Now this is a technical advance, and frankly there's not much new science in better pictures of rover tracks. But here's the promise: This scheme, which could in principle take advantage of "big data" computational power, might eventually allow orbiters to generate ultra-high resolution images of all the Red Planet. It would be a kind of Google Earth for Mars, but with much better photos. Using the UCL sharpening technique, I reckon HiRISE could map the Red Planet with the kind of detail that you'd get from a camera-carrying drone sailing 500 feet above the ground.
So what could you find with pictures like that? You'd certainly have a better chance of understanding the geological (and hydrological) history of Mars. That would be more than a little interesting. And maybe you'd find evidence of ancient surface biology, although I'm not inclined to bet on that.
But here's another idea. Many people - from scientists to sci-fi writers - have ruminated on the possibility that Earth was long ago discovered by another society. After all, the planet's been sitting around for more than four billion years. If anyone has ever visited our world, it's possible they left a calling card. And just as in Arthur C. Clarke's story "2001", they would have realized that leaving an artifact on the Moon would be a better deal than situating it on Earth. That's because weather and tectonic activity would eventually obliterate any alien time capsule abandoned on our planet. But not on the moon.

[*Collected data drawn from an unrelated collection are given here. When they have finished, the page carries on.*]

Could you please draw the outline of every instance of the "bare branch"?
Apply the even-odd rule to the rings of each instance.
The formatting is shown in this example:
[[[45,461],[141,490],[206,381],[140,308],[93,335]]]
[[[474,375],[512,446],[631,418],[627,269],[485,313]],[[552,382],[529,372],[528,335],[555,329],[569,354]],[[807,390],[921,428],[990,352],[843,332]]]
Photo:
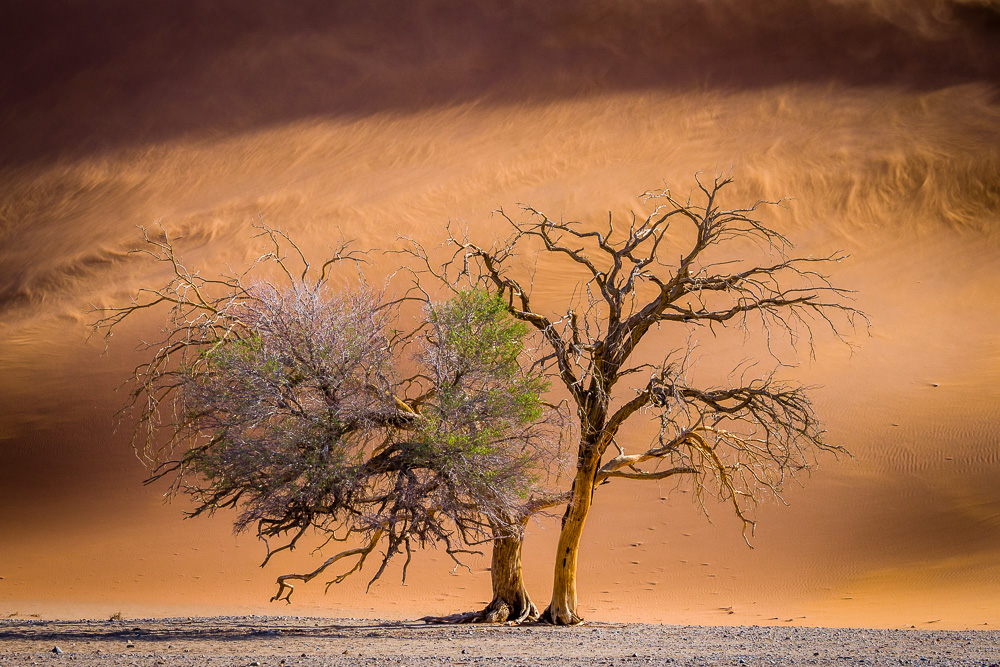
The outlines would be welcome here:
[[[553,603],[543,615],[552,622],[580,620],[575,554],[596,484],[677,476],[692,484],[700,501],[711,494],[728,502],[746,534],[760,499],[780,499],[786,479],[808,470],[818,452],[843,451],[825,441],[804,388],[772,375],[724,388],[692,386],[684,378],[690,337],[679,363],[650,347],[641,358],[652,355],[662,363],[633,361],[653,328],[673,327],[684,336],[700,327],[714,333],[713,327],[738,326],[748,337],[762,334],[780,364],[772,336],[792,348],[805,343],[812,354],[814,328],[845,340],[855,323],[867,324],[851,304],[852,293],[824,273],[843,256],[790,254],[790,241],[760,219],[783,202],[727,208],[723,195],[731,183],[730,176],[696,176],[686,199],[648,191],[642,198],[651,210],[624,223],[612,213],[588,226],[522,204],[518,216],[496,212],[510,231],[491,245],[449,227],[451,254],[440,266],[432,266],[422,249],[411,250],[427,275],[449,285],[483,286],[513,317],[531,324],[546,348],[531,367],[558,378],[575,404],[580,440],[559,542],[563,565],[557,564]],[[748,246],[764,257],[747,256]],[[564,316],[533,302],[535,277],[522,267],[540,254],[568,260],[559,276],[566,284]],[[650,374],[645,386],[630,384],[635,393],[622,395],[619,382],[642,372]],[[642,418],[659,422],[656,441],[639,448],[619,442],[623,425]],[[618,454],[606,459],[612,445]]]
[[[275,593],[274,597],[271,598],[271,602],[275,602],[276,600],[284,600],[288,604],[291,604],[292,603],[292,593],[295,592],[295,586],[293,584],[288,583],[289,581],[298,580],[298,581],[301,581],[302,583],[308,583],[308,582],[312,581],[313,579],[315,579],[320,574],[322,574],[323,572],[325,572],[326,569],[328,567],[330,567],[331,565],[333,565],[334,563],[337,563],[338,561],[343,560],[344,558],[350,558],[352,556],[357,556],[358,559],[357,559],[357,561],[355,561],[354,567],[352,567],[350,570],[348,570],[347,572],[345,572],[343,574],[337,575],[334,579],[332,579],[329,582],[327,582],[326,587],[329,589],[332,584],[339,584],[339,583],[341,583],[342,581],[344,581],[345,579],[347,579],[347,577],[349,577],[350,575],[354,574],[355,572],[357,572],[358,570],[360,570],[364,566],[365,559],[368,558],[368,554],[370,554],[372,551],[375,550],[375,547],[378,545],[378,541],[379,541],[379,539],[381,539],[381,537],[382,537],[382,531],[376,530],[372,534],[371,538],[368,540],[368,543],[365,544],[364,546],[357,547],[357,548],[354,548],[354,549],[345,549],[344,551],[341,551],[340,553],[336,554],[335,556],[331,556],[330,558],[327,558],[323,562],[322,565],[320,565],[319,567],[317,567],[312,572],[309,572],[307,574],[283,574],[283,575],[281,575],[277,579],[278,592]]]

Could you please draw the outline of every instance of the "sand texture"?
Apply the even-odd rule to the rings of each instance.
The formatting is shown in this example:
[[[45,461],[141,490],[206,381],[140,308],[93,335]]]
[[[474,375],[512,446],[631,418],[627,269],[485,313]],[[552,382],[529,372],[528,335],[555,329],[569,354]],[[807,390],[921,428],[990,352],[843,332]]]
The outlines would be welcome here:
[[[309,617],[0,621],[0,665],[948,665],[993,667],[995,631],[596,623],[426,626]],[[58,647],[62,653],[54,653]]]
[[[286,654],[247,634],[256,620],[205,620],[192,627],[223,637],[206,655],[236,664],[256,649],[265,664],[306,652],[319,664],[314,651],[346,646],[337,633],[356,638],[351,650],[410,655],[364,636],[403,633],[425,647],[454,636],[469,661],[508,644],[541,661],[528,638],[544,635],[561,642],[553,656],[699,664],[718,653],[738,664],[742,640],[723,639],[732,632],[747,633],[751,664],[785,659],[789,645],[796,664],[889,660],[903,644],[938,664],[987,664],[982,653],[959,662],[959,649],[985,651],[993,634],[691,630],[702,654],[674,626],[1000,627],[998,44],[988,0],[0,3],[0,616],[18,614],[0,650],[39,632],[50,634],[17,664],[56,643],[105,664],[99,644],[125,652],[124,635],[101,639],[121,626],[16,620],[30,614],[403,620],[489,600],[488,554],[466,571],[431,549],[405,586],[397,566],[368,592],[364,576],[327,595],[317,580],[292,607],[269,604],[275,577],[329,551],[281,554],[262,570],[263,545],[234,536],[232,514],[182,521],[183,500],[164,504],[165,484],[142,485],[128,425],[115,429],[116,387],[163,314],[106,350],[87,341],[93,306],[165,279],[129,253],[137,225],[161,223],[191,267],[213,274],[260,255],[258,215],[314,257],[342,236],[431,247],[449,221],[488,240],[500,206],[598,224],[641,212],[646,189],[686,193],[695,173],[731,170],[727,203],[791,198],[766,222],[796,253],[850,255],[833,279],[855,290],[870,331],[848,332],[850,345],[819,335],[815,360],[800,349],[781,372],[816,387],[829,439],[853,457],[822,457],[787,505],[762,505],[752,550],[727,507],[709,502],[710,522],[683,485],[600,487],[581,612],[671,624],[662,629],[318,621],[327,629],[313,636],[268,621],[310,647]],[[369,276],[381,284],[399,268],[398,255],[380,257]],[[558,265],[539,266],[539,301],[556,314],[566,283]],[[664,327],[643,354],[686,335]],[[759,338],[693,337],[708,384],[748,357],[774,365]],[[635,422],[619,439],[634,452],[654,433]],[[539,606],[557,521],[532,523],[525,544]],[[136,664],[184,660],[165,647],[196,641],[183,625],[139,625],[179,634],[135,637]],[[578,650],[592,633],[642,648]]]

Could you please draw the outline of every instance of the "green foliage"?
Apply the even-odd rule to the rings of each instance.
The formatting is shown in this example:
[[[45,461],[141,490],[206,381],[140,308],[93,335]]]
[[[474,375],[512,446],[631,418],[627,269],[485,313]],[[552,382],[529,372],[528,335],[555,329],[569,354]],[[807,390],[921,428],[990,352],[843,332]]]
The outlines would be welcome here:
[[[430,308],[443,349],[463,362],[458,369],[487,370],[507,377],[519,371],[528,326],[507,313],[502,301],[484,290],[465,290]]]
[[[537,481],[532,462],[548,389],[521,363],[528,328],[481,290],[430,307],[427,319],[423,361],[435,396],[421,424],[425,450],[471,497],[524,497]]]
[[[199,443],[177,466],[195,514],[235,508],[237,530],[264,538],[382,536],[383,567],[411,542],[455,553],[507,530],[558,430],[547,383],[521,363],[528,330],[502,303],[468,291],[428,305],[407,348],[370,292],[250,295],[226,313],[234,335],[177,375]],[[407,349],[419,370],[401,380]]]

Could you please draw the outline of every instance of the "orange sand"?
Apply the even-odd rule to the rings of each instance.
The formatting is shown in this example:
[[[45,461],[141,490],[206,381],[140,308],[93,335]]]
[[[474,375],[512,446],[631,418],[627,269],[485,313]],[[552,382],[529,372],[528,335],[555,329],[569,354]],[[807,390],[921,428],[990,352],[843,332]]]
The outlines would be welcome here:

Techniques such as that developed by UCL could turn lunar orbital photos into high-res imagery that anyone could peruse on the web. We could see technology the size of a cell phone, assuming a setup similar to HiRISE. And indeed, NASA's Lunar Reconnaissance Orbiter is literally in a position to do this.
Do I believe there's really an extraterrestrial time capsule on the Moon just waiting to be discovered? Admittedly that's a long shot. But it's a better shot than examining rover photos for mermaids.